Nella provincia detta Khyber Agency è stato colpito a morte un noto comandante
talebano denominato Saddam. Lo comunicano le forze di polizia pakistane
responsabili dell’azione che hanno anche ferito suoi sei complici. L’ucciso era
sospettato d’aver favorito l’incursione nell’istituto dov’è avvenuto il
massacro. A seguito della massiccia “azione antiterroristica” lanciata dall’estate scorsa nel nord Waziristan dal
governo Sharif molti miliziani Tehreek-e-Taliban sono transitati nel Khyber,
che ora viene investito dalla repressione di terra e dagli attacchi mirati coi
droni. S’amplia, dunque, il territorio in cui si riversa uno scontro raccontato
solo dalle parti in causa, perché i cronisti locali e quelli di testate che
possono permettersi inviati sono tenuti lontani dall’esercito pakistano e dai
fondamentalisti. I militari sostengono d’aver “finora ucciso 1.700 terroristi,
perdendo 126 soldati”. I portavoce dei TTP danno altri numeri che, in genere, nascondono
le proprie perdite e lamentano uccisioni di civili.
Intanto a Islamabad una corte ha ordinato agli
agenti di arrestare un mullah di nome Aziz, che nella Moschea Rossa predicava a
favore delle vendette talebane. Il chierico sosteneva la tesi già illustrata in
un comunicato dei Tehreek con cui si giustificava l’uccisione dei figli di militari
come vendetta per quanto l’esercito pakistano sta provocando su civili e
bambini del Waziristan. Una legge del taglione combattuta con la stessa
filosofia, sul fronte della repressione mirata e generalizzata, e ora su quello
del ripristino delle punizioni estreme reintrodotte per l’occasione. Nel Paese
l’episodio ha rinfocolato l’odio fra le parti così la pena capitale - accantonata
per alcuni anni - torna quale condanna estrema, e già s’annuncia l’esecuzione
d’una cinquantina di prigionieri talebani. Si susseguono anche notizie su
guerriglieri colpiti, 39 sostiene un’odierna agenzia, che però avanza il dubbio
che gli uccisi siano solo sospettati d’insorgenza. Se l’attività repressiva di
Islamabad venga coordinata con quella pianificata dalle forze afghane del
governo Ghani, secondo un patto recentemente avviato, non è dato sapere.
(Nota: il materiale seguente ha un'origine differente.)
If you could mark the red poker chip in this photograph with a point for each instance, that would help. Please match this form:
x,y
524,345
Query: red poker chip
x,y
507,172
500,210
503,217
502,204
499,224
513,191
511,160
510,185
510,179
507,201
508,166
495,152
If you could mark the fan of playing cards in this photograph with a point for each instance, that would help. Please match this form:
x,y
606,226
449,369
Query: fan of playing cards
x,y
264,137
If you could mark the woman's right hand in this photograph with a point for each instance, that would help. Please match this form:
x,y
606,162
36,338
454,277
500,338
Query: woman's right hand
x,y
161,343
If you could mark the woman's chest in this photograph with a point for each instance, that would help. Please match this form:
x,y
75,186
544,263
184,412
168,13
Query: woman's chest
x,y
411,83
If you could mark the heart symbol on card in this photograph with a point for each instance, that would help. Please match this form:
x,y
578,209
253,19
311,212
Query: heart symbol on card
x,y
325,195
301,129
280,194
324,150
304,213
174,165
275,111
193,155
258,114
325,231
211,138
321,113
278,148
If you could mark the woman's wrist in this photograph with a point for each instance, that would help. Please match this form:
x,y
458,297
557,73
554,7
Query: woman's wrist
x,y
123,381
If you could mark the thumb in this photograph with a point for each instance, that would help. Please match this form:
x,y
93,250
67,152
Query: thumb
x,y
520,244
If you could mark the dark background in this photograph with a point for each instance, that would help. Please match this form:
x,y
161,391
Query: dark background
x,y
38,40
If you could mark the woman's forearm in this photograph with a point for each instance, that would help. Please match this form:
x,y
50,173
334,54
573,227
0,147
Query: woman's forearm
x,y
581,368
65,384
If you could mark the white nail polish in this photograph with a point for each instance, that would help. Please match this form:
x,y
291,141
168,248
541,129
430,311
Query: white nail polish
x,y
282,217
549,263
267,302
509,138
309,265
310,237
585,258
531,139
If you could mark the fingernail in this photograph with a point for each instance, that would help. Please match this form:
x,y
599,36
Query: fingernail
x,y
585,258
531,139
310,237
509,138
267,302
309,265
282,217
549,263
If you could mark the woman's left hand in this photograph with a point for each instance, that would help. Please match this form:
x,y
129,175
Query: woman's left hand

Certo è che in questi giorni anche la provincia
di Kunar, territorio a cavallo dell’antica ‘linea Durand’, ha registrato
l’uccisione di 150 talebani. Quanti di questi morti possano essere riconosciuti
come guerriglieri sicuri, è sempre un busillis. Dati certi forniti, dall’Unama
(United Nations Assistance Mission of Afghanistan), riguardo all’intervento
della missione Nato, dicono che nel 2014 i famigerati “danni collaterali” (uccisione
di civili) sono aumentati del 19% rispetto al 2013, con una crescita del 33%
fra i bambini e del 12% fra le donne. Corpi e corpicini finiti sotto le bombe
dei caccia statunitensi e britannici, oppure colpiti dai missili sganciati da
droni. Mentre le vittime di attacchi di terra provocate da Ied o da esplosioni
innescate da kamikaze sono da addebitare per oltre il 70% dei casi alla resistenza
talebana. Anche per quest’anno missione Isaf e statistica di morte sono andate
ad aggiungere cifre ai miliardi di dollari (finora 104) spesi solo per aiuti a
sicurezza, barriere, recinzioni di filo spinato mentre la povertà dilaga.